Positivity: Negative thoughts breed like bunnies. Give audience to one, and a dozen more result. The only way to stop the cycle is to stop the cycle. This is perhaps the hardest part for me. When I’m exhausted and overwhelmed, I don’t have the energy to restrain and retrain my thoughts. But that’s exactly what I must do. As it turns out, positivity breeds like bunnies, too.

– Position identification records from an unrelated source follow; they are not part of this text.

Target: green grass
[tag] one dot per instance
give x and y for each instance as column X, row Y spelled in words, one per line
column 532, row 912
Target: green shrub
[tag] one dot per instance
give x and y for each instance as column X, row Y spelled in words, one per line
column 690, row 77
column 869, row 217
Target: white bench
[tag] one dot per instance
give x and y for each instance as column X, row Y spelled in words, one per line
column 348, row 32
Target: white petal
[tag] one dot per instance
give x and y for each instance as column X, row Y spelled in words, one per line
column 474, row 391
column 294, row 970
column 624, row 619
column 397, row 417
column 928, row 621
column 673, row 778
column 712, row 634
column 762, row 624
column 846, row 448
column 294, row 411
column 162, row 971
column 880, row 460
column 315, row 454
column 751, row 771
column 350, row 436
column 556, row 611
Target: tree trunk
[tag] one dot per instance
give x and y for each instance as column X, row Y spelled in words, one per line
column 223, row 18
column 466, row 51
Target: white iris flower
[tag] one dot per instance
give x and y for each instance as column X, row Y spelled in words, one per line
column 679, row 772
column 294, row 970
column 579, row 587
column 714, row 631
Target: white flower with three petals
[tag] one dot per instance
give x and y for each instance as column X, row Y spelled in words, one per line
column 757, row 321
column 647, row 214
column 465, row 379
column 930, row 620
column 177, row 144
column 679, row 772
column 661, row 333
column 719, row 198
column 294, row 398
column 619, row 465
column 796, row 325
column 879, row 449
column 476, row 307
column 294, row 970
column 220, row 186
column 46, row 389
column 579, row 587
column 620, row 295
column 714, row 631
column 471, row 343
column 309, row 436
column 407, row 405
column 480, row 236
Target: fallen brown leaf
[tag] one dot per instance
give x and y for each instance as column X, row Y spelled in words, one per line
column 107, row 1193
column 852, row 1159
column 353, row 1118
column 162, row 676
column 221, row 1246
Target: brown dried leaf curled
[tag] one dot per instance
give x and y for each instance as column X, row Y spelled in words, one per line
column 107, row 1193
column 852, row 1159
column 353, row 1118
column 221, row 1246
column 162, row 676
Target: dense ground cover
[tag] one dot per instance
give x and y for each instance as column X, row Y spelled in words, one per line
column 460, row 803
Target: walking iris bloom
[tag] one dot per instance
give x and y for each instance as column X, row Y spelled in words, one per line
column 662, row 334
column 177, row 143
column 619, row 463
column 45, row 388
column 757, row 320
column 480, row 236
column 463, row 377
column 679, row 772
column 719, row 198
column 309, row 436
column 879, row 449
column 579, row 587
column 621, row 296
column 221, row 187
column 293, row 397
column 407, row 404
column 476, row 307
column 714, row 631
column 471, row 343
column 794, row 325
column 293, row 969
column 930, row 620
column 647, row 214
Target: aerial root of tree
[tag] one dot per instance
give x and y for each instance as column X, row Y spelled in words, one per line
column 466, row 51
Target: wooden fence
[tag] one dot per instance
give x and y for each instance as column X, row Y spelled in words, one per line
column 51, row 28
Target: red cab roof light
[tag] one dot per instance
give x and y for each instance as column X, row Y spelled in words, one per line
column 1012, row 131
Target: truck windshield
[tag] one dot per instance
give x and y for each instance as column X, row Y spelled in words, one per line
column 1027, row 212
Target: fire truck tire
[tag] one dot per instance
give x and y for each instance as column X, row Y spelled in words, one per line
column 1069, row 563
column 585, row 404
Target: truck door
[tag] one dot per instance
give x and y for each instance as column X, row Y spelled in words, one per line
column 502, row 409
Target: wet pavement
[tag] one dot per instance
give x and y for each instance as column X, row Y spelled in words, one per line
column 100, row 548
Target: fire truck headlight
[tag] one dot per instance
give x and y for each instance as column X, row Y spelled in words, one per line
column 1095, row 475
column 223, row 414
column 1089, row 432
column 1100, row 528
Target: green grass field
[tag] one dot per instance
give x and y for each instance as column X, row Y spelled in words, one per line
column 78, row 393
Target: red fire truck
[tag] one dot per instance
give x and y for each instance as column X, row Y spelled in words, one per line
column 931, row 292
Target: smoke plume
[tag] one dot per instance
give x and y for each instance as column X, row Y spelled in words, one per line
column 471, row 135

How do you recover from an overwhelming day?

 

12 Comments

  1. Laurie Acker

    Not enough people admit the “funk” in their days….and I definitely have those moments. For me, leaving my environment, getting outside, exercising to a sweat… a stroll doesn’t do it, but a long hot walk will. Truly is surprising how I can take an hour off and come back and accomplish so much more. It’s that edge of spending some time, but ending up with more than you dreamed you would. The payoff of NOT powering through, but TAKING A BREAK, is quite remarkable! Thank you for the reminder.

    Reply
    • Michele

      Stepping out of the environment is huge. We keep spinning the same hamster wheel and wonder why we have a headache!

      Reply
  2. Carrie Daws

    Yes! When I’m really struggling, I look for outside distractions and fun. Usually it helps tremendously!

    Reply
    • Michele

      Seems so simple, doesn’t it? Then why do I often forget the fun factor?!

      Reply
  3. Ken Shaddox

    I love Psalm 46:10. I love what you’ve written about the place of solitude in life. As much as I love being with people and personal relationships I have found great value in pulling back and getting still before God. Hiking to the top of Pinnacle Mountain (here in Central Arkansas) is one of my favorite ways of restoring inner peace. Talking with God on top of that mountain does something for me that money can’t buy. God speaks in those times when I get away from the clutter, noise, and pace of everyday life.

    Reply
    • Michele

      “Be still and know that I am God.” One of those verses I could read a dozen times a day … and probably need to!

      Reply
  4. Wendy Brooks

    I always get somewhere quiet and pray before I do anything else. I used to cast away “the power of prayer” as more or less a good slogan. Yes it sounds good, but I later realized after I put it into REGULAR practice that it really does work.
    That time spent alone with the Father allows me to realize that nothing else matters. Then I enjoy quiet time reading at the library or I sometimes choose to wander aimlessly in Barnes & Noble. Nothing like the calmness which floods over me when I’m surrounded by aisles of books, and the mesmerizing smell of brewing coffee. Such bliss…..

    Reply
    • Michele

      I’ve noticed the same, how we discard prayer as cliche, when in fact it holds more strength and power than any of our other endeavors. Thanks for the gentle reminder, Wendy.

      Reply
  5. Tracee

    I have had too many of those days in a row. I’ve tried so many things to get out of my funk. Exercise is the one thing that seems to take the edge off. Maybe it’s that I wear myself out. I don’t know. I usually camp out at Starbucks and read and journal. Alone time for me definitely involves other people around. That’s the extrovert in me. However, there is value in taking a time out. Still feel like I need a vacation.

    Reply
    • Michele

      It probably has something to do with all the life change you’ve been through lately. It’s significant! You probably DO need a vacation, and I know the perfect Colorado home willing to host you. 🙂

      Reply
  6. Shelly Burke

    I live in a rural area so usually stay home when I’m in a funk, but I give myself the day “off.” I don’t do laundry, cleaning, or cooking and instead read, take a walk or run (there is definitely anti-funk power in sweating!) and often nap. 🙂

    To head off a funk I try to take Sundays “off” every week, with church as the only outside activity. It takes some preparation during the week, so there are towels for everyone and something to eat 🙂 on Sunday, but my family has gotten used to my routine and my week is much more productive when Sunday is truly a day of rest.

    THANK YOU for your encouragement Michele!

    Reply
    • Michele

      Great ideas, Shelly. And I agree–there’s lots of anti-funk power in sweating!